А кто-то, нахальный и ражий, 
Взмахнет картуз
о́м над толпой!

 

Нахальный, воинственный, ражий 
Пойдет баламутить народ!.. 
Повозки с кровавой поклажей 
Скрипят у Никитских ворот… 

 

Так вот она, ваша победа! 
«Заря долгожданного дня!» 
«Кого там везут?» - «Грибоеда». 
Кого отпевают? - Меня! 

 

В поэзии Галича, как правило, слышат только «политическое» смысловое звучание. Однако серьезные литературоведы говорят о том, что за этим внешним пластом лежат иные - более глубокие. «…Проблема, которая меня интересует, - это проблема, в общем-то, поэта, который остался во многом неуслышанным, непонятым, поэта, который оставил нам какое-то послание, которое мы должны дешифровывать» (Н.А. Богомолов).
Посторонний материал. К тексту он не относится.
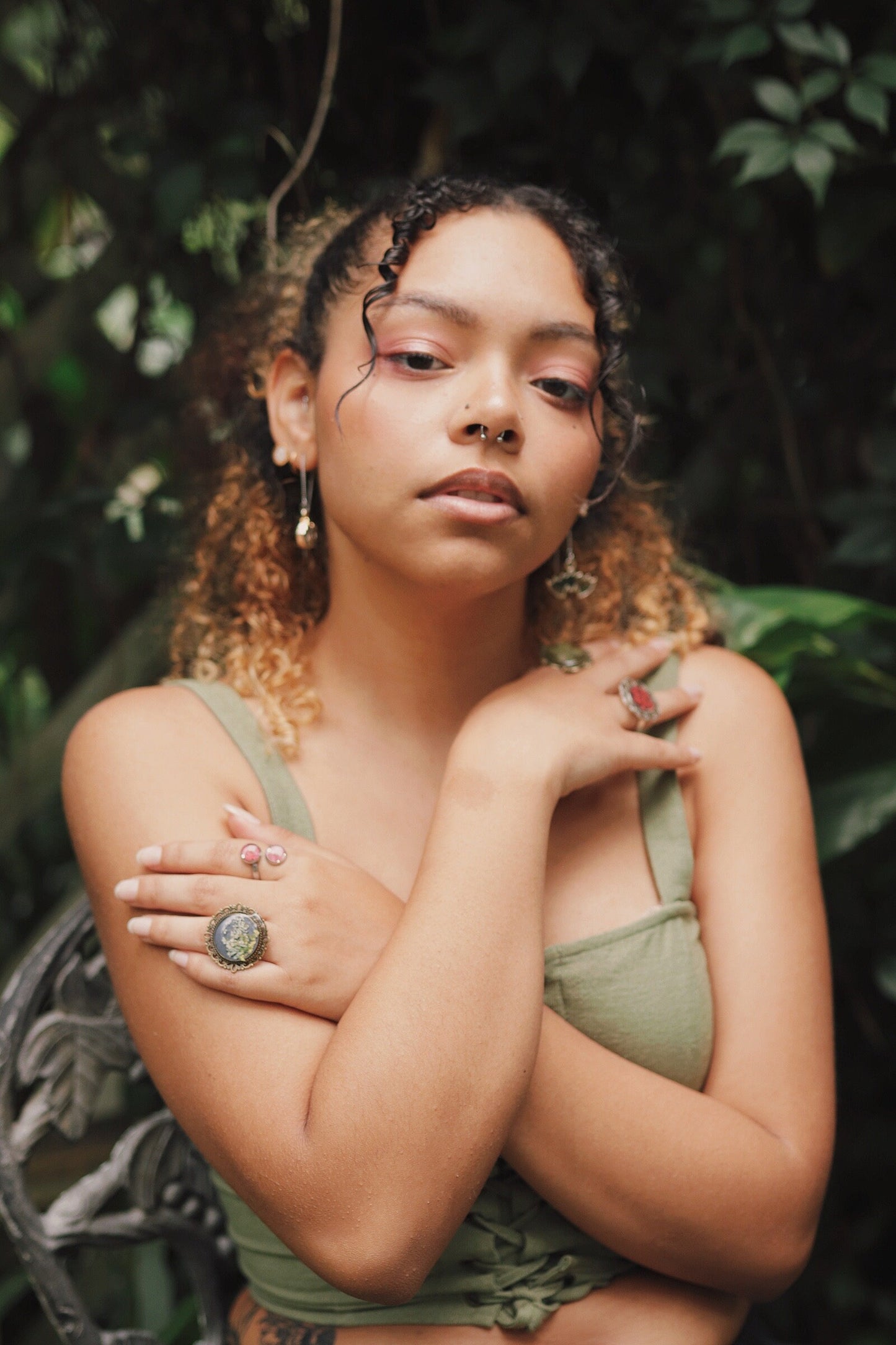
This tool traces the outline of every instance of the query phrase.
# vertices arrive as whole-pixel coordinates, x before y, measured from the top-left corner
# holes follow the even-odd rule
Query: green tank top
[[[673,686],[672,655],[646,681]],[[176,679],[220,720],[254,768],[281,827],[314,839],[305,800],[254,714],[223,682]],[[653,730],[674,737],[676,724]],[[544,1002],[617,1054],[701,1088],[713,1040],[712,995],[697,911],[693,855],[674,771],[638,773],[641,818],[660,904],[630,924],[544,952]],[[562,1303],[584,1298],[634,1263],[548,1205],[502,1158],[476,1204],[407,1303],[352,1298],[300,1262],[218,1174],[228,1229],[262,1307],[333,1326],[445,1323],[535,1330]]]

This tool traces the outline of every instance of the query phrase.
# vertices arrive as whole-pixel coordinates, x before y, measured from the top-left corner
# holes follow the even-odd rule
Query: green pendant
[[[580,672],[582,668],[587,668],[594,663],[594,659],[580,644],[570,644],[566,640],[560,640],[557,644],[541,646],[540,662],[560,668],[562,672]]]

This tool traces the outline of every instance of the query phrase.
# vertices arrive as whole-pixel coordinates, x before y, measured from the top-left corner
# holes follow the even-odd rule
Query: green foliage
[[[4,11],[0,765],[180,542],[180,370],[257,265],[325,30],[324,0]],[[728,639],[785,689],[810,771],[841,1138],[815,1256],[770,1311],[783,1337],[826,1345],[891,1332],[893,1310],[895,52],[892,15],[836,0],[353,7],[322,140],[282,210],[500,165],[568,186],[619,239],[643,469],[725,576]],[[0,853],[7,955],[75,877],[54,800]],[[90,1264],[109,1321],[133,1325],[159,1259],[122,1262],[114,1293]],[[16,1332],[28,1302],[9,1309]],[[163,1333],[187,1345],[183,1286],[167,1303]]]

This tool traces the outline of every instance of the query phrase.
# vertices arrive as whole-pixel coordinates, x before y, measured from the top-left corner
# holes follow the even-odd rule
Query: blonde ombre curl
[[[474,186],[481,182],[504,194],[496,208],[508,208],[505,188],[490,179],[474,180]],[[419,184],[411,188],[419,191]],[[287,759],[298,755],[301,728],[321,707],[309,678],[305,638],[328,605],[326,530],[316,500],[318,546],[314,551],[296,547],[297,498],[290,472],[275,468],[270,457],[265,379],[286,347],[298,350],[312,369],[320,367],[329,297],[357,281],[357,262],[371,229],[390,218],[395,222],[411,192],[360,211],[328,206],[297,225],[267,268],[222,313],[192,359],[195,394],[188,425],[197,430],[197,488],[192,542],[176,596],[169,675],[220,679],[255,699],[263,726]],[[562,202],[555,194],[544,195]],[[446,199],[449,204],[442,200],[441,211],[438,202],[433,207],[433,222],[450,208],[469,208],[451,207],[457,192]],[[519,208],[513,199],[509,208]],[[564,208],[575,223],[575,207]],[[627,327],[627,317],[622,297],[615,303],[622,282],[615,258],[613,262],[606,266],[599,297],[613,309],[604,328],[621,342],[618,334]],[[607,348],[606,338],[602,348]],[[598,582],[584,600],[557,601],[544,585],[548,562],[529,578],[529,621],[543,642],[625,635],[639,643],[669,632],[674,647],[685,652],[704,642],[709,617],[682,572],[669,525],[654,503],[656,487],[638,484],[623,469],[638,425],[622,358],[617,356],[606,374],[602,394],[604,475],[609,471],[614,484],[574,527],[576,561]]]

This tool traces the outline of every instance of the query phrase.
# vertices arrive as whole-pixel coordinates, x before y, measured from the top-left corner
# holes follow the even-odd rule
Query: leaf
[[[751,654],[770,631],[787,621],[801,621],[818,631],[896,623],[896,608],[826,589],[729,585],[719,590],[716,601],[724,613],[728,644],[740,654]]]
[[[875,985],[887,999],[896,1001],[896,954],[887,952],[875,967]]]
[[[776,23],[775,32],[786,47],[801,56],[818,56],[826,61],[830,55],[825,39],[811,23]]]
[[[747,19],[752,9],[750,0],[705,0],[707,13],[717,23],[737,23]]]
[[[756,79],[752,86],[756,102],[772,117],[795,124],[799,121],[802,102],[793,85],[783,79]]]
[[[833,23],[826,23],[821,30],[821,36],[830,59],[836,61],[838,66],[848,66],[853,52],[846,34],[834,28]]]
[[[889,125],[889,98],[884,90],[869,79],[853,79],[846,85],[844,102],[853,117],[876,126],[881,134]]]
[[[806,75],[799,86],[803,106],[807,108],[813,102],[830,98],[832,93],[837,93],[842,82],[844,77],[838,70],[814,70],[810,75]]]
[[[735,187],[743,187],[746,182],[755,182],[759,178],[774,178],[790,165],[791,147],[783,137],[778,141],[767,141],[754,149],[743,161],[740,172],[735,178]]]
[[[809,187],[817,206],[825,202],[825,192],[837,160],[827,145],[817,140],[801,140],[794,149],[794,172]]]
[[[721,65],[733,66],[736,61],[748,61],[750,56],[760,56],[771,47],[771,38],[766,28],[758,23],[744,23],[733,28],[725,38],[721,48]]]
[[[544,55],[544,31],[537,23],[517,23],[498,47],[493,61],[494,81],[501,94],[517,93],[536,74]]]
[[[782,19],[802,19],[814,3],[815,0],[778,0],[775,13],[780,15]]]
[[[896,818],[896,761],[819,785],[813,807],[821,863],[848,854]]]
[[[551,42],[551,69],[567,93],[575,93],[594,51],[594,34],[570,22],[563,23]]]
[[[842,121],[819,118],[809,126],[809,134],[821,140],[830,149],[840,149],[845,155],[854,155],[861,149],[852,130]]]
[[[778,122],[764,121],[759,117],[750,117],[728,126],[721,140],[713,151],[713,159],[724,159],[728,155],[747,155],[770,141],[782,143],[783,132]]]
[[[892,51],[872,51],[862,61],[862,71],[868,79],[881,89],[896,90],[896,54]]]

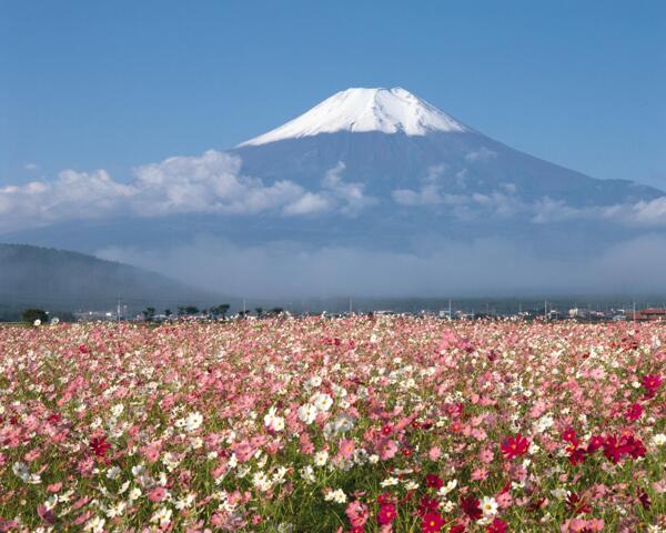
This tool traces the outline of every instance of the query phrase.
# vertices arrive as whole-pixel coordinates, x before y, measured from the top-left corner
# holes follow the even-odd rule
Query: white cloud
[[[320,191],[306,191],[290,180],[266,184],[243,175],[241,163],[235,155],[209,150],[138,167],[128,183],[104,170],[70,169],[52,181],[8,185],[0,189],[0,231],[122,214],[355,214],[376,202],[363,193],[363,184],[342,180],[344,163],[326,173]]]
[[[339,161],[333,169],[326,172],[322,181],[322,188],[341,202],[341,211],[345,214],[356,214],[362,209],[377,203],[375,198],[366,197],[363,193],[363,183],[347,183],[342,180],[341,177],[345,169],[344,162]]]
[[[587,254],[544,255],[538,247],[501,238],[424,235],[417,248],[379,250],[284,241],[242,245],[200,235],[167,249],[110,248],[98,255],[249,298],[650,292],[663,288],[666,238],[643,235]]]
[[[549,224],[567,220],[602,220],[630,228],[666,227],[666,197],[636,203],[574,208],[563,201],[544,198],[535,203],[532,221]]]
[[[290,215],[312,214],[327,211],[331,208],[329,200],[321,194],[306,192],[295,202],[284,207],[284,213]]]

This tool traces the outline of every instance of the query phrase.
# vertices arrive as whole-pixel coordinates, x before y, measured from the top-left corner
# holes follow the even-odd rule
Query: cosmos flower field
[[[666,531],[666,326],[0,328],[0,531]]]

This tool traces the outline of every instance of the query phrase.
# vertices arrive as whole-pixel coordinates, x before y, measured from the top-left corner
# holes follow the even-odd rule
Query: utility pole
[[[636,322],[636,302],[634,301],[632,303],[632,308],[633,308],[633,313],[632,313],[632,319],[634,319],[634,322]]]

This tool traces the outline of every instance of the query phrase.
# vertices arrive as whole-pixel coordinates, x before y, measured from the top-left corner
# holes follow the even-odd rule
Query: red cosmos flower
[[[657,390],[662,386],[662,375],[660,374],[647,374],[643,378],[643,386],[653,391]]]
[[[380,503],[380,505],[384,505],[385,503],[393,503],[393,497],[391,496],[390,492],[382,492],[377,496],[377,502]]]
[[[643,378],[643,386],[646,389],[645,398],[654,398],[662,386],[662,374],[647,374]]]
[[[436,511],[431,511],[423,515],[421,521],[421,531],[423,533],[436,533],[442,530],[444,519]]]
[[[574,447],[569,451],[569,463],[572,463],[575,466],[576,464],[579,464],[583,461],[585,461],[585,455],[586,452],[583,447]]]
[[[507,533],[507,527],[508,524],[505,521],[502,519],[495,519],[493,520],[492,524],[486,525],[486,531],[488,533]]]
[[[566,442],[571,442],[571,443],[577,442],[577,439],[576,439],[576,430],[574,430],[574,429],[573,429],[573,428],[571,428],[571,426],[569,426],[569,428],[567,428],[566,430],[564,430],[564,431],[562,432],[562,439],[563,439],[564,441],[566,441]]]
[[[638,420],[642,414],[643,414],[643,408],[640,406],[640,404],[634,403],[629,406],[629,409],[627,409],[627,412],[625,413],[625,418],[627,419],[627,422],[634,422],[634,421]]]
[[[507,436],[502,443],[501,447],[504,459],[511,461],[514,457],[527,453],[527,450],[529,449],[529,441],[521,433],[517,433],[516,436]]]
[[[472,520],[478,520],[483,515],[483,511],[481,511],[480,501],[476,500],[472,494],[467,497],[461,497],[461,506],[467,516]]]
[[[393,522],[395,516],[397,516],[395,505],[392,503],[385,503],[380,507],[380,512],[377,513],[377,522],[380,525],[386,525]]]
[[[604,441],[604,455],[612,463],[618,463],[624,455],[630,455],[633,459],[645,455],[645,445],[640,439],[634,435],[608,435]]]
[[[587,453],[594,453],[604,445],[604,438],[602,435],[592,435],[587,443]]]
[[[442,489],[444,486],[444,481],[437,474],[426,474],[425,484],[430,489]]]
[[[437,511],[438,506],[440,506],[440,502],[437,502],[437,500],[435,500],[434,497],[431,499],[427,496],[423,496],[421,499],[421,501],[418,502],[418,514],[421,516],[425,516],[427,513]]]
[[[652,506],[652,500],[645,491],[640,491],[640,494],[638,494],[638,501],[640,502],[640,505],[643,505],[643,509],[649,509]]]
[[[111,444],[109,444],[107,442],[107,438],[104,435],[102,435],[102,436],[95,436],[95,438],[91,439],[90,447],[92,449],[92,451],[94,452],[94,454],[98,457],[104,457],[104,456],[107,456],[107,452],[111,447]]]
[[[589,505],[575,492],[572,492],[568,496],[566,496],[566,506],[574,513],[574,515],[592,513],[592,505]]]

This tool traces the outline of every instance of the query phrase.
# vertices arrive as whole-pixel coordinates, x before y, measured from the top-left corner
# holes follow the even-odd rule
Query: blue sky
[[[0,184],[122,179],[401,86],[514,148],[666,190],[665,34],[663,1],[1,1]]]

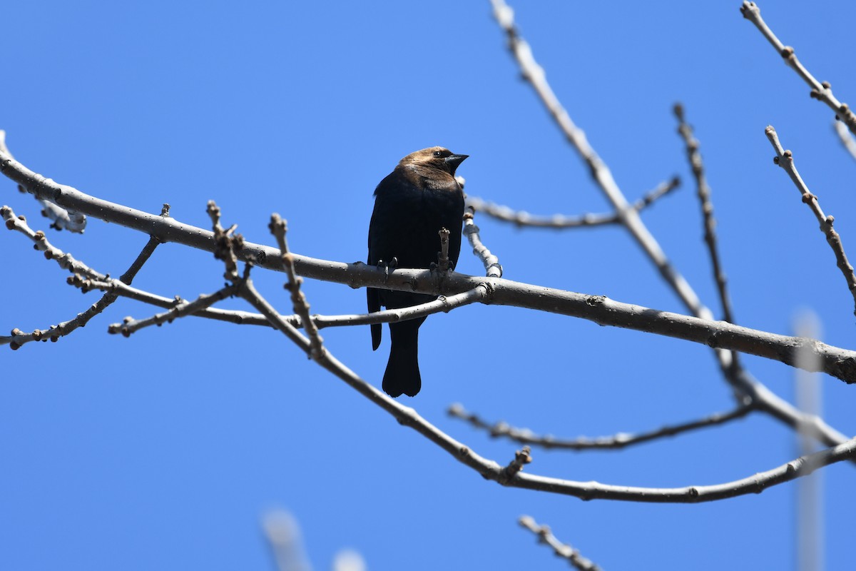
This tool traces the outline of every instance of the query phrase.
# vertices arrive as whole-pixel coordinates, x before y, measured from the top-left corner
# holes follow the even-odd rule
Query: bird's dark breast
[[[369,228],[369,263],[389,263],[395,258],[399,268],[428,268],[437,261],[438,233],[446,228],[450,233],[449,257],[457,264],[464,212],[463,193],[457,183],[454,188],[434,189],[401,181],[394,186],[387,182],[384,179],[376,191]]]

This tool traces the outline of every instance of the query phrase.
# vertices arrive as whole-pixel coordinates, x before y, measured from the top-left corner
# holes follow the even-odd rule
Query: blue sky
[[[801,308],[824,341],[853,347],[853,300],[809,210],[772,163],[773,124],[852,255],[854,173],[831,112],[739,12],[739,2],[544,2],[517,22],[571,116],[627,197],[680,175],[644,219],[716,313],[694,187],[671,114],[683,102],[713,189],[722,256],[740,324],[788,333]],[[785,44],[843,101],[856,6],[764,2]],[[83,192],[206,226],[205,202],[253,241],[273,243],[272,211],[294,251],[366,256],[375,185],[405,154],[443,145],[471,158],[468,193],[532,212],[608,205],[505,49],[487,2],[16,3],[4,10],[0,128],[29,168]],[[35,228],[34,200],[0,181]],[[505,276],[684,312],[620,228],[520,230],[480,217]],[[121,274],[146,237],[91,220],[49,234],[92,267]],[[97,299],[26,240],[0,234],[0,326],[74,317]],[[481,273],[462,253],[458,270]],[[134,285],[193,298],[222,265],[158,247]],[[283,312],[282,275],[256,282]],[[365,294],[306,282],[312,312],[360,312]],[[241,307],[229,300],[223,306]],[[106,333],[153,309],[119,300],[57,343],[0,348],[0,566],[9,569],[256,568],[260,532],[290,510],[316,569],[341,549],[369,568],[564,568],[520,529],[523,514],[608,569],[794,568],[795,487],[705,505],[579,500],[483,480],[266,330],[182,319],[129,339]],[[367,328],[324,331],[379,386],[388,345]],[[731,406],[710,350],[674,339],[520,309],[468,306],[422,328],[424,389],[406,401],[483,455],[490,440],[445,408],[461,402],[538,432],[648,430]],[[747,357],[790,399],[794,372]],[[853,434],[853,388],[822,378],[824,415]],[[796,455],[793,431],[755,414],[620,452],[533,451],[533,473],[628,485],[744,478]],[[823,471],[826,561],[852,561],[853,467]]]

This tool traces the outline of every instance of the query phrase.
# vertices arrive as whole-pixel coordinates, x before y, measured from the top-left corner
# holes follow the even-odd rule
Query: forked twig
[[[651,442],[664,437],[674,437],[683,432],[706,428],[730,422],[740,419],[754,410],[751,405],[740,405],[728,413],[716,413],[689,422],[677,425],[669,425],[659,429],[639,432],[637,434],[619,432],[608,437],[590,438],[580,437],[577,438],[560,438],[552,435],[538,435],[528,428],[516,428],[508,423],[488,422],[475,413],[467,411],[461,404],[453,404],[446,411],[449,416],[461,419],[472,426],[486,431],[491,437],[504,437],[521,444],[540,446],[546,449],[565,450],[591,450],[591,449],[621,449],[633,444]]]
[[[647,193],[645,196],[633,203],[630,206],[637,212],[639,212],[653,205],[658,199],[666,196],[675,188],[678,188],[680,186],[681,179],[675,176],[670,181],[666,181],[658,184],[656,188]],[[467,196],[467,204],[476,212],[483,212],[492,218],[502,220],[503,222],[510,222],[519,227],[546,228],[561,230],[574,228],[591,228],[592,226],[617,224],[621,222],[619,216],[615,212],[611,214],[582,214],[579,216],[566,216],[564,214],[538,216],[530,214],[526,211],[514,211],[508,206],[502,206],[493,202],[488,202],[477,196]]]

Вот этой «дешифровкой» я и собираюсь заняться. Ей подлежит уже само двойное название стихотворения: как связаны московские юнкера и доктор Живаго? Только одним, внешним, образом: герой Пастернака действительно находился в Москве во время октябрьских событий. Однако то, что творилось в городе, его не слишком интересовало. Он узнает о происходящем лишь на четвертый день - 29-го октября (естественно все даты даются по старому стилю): «Было воскресенье. Доктор был свободен. Ему не надо было на службу». Значит, в предыдущие три дня на службу ходил. Путь доктора из Сивцева Вражка в больницу пролегал по арбатским переулкам до Арбата. И Живаго умудрился ничего не заметить в Москве? Уже в первый день противостояния - 26-го октября - юнкерские и офицерские роты занимают позиции на площади Никитских ворот, на Остоженке, Пречистенке, площади Страстного монастыря. Не так уж и далеко от маршрута доктора. Центр Москвы бурлит - Живаго остается в неведении. И только пришедший (28-го) в квартиру на Сивцевом Веденяпин информирует: «На улицах бой. Идут военные действия между юнкерами, поддерживающими Временное правительство, и солдатами гарнизона, стоящими за большевиков. Стычки чуть ли не на каждом шагу, очагам восстания нет счета. По дороге к вам я два или три раза попал в переделку, раз на углу Большой Дмитровки и другой - у Никитских ворот». Именно здесь и появляются впервые «юнкера». Во второй раз о них вскользь упоминается в авторском тексте, относящемся, по-видимому, к 31-му октября: «Но оно было уже ясно. Отовсюду доходили слухи, что рабочие берут перевес. Бились еще отдельные кучки юнкеров, разобщенные между собой и потерявшие связь со своим командованием». И это - все, что есть в романе о московских юнкерах. Юрий Живаго так и не увидел ничего из того, что свершалось в Москве в октябре 17-го.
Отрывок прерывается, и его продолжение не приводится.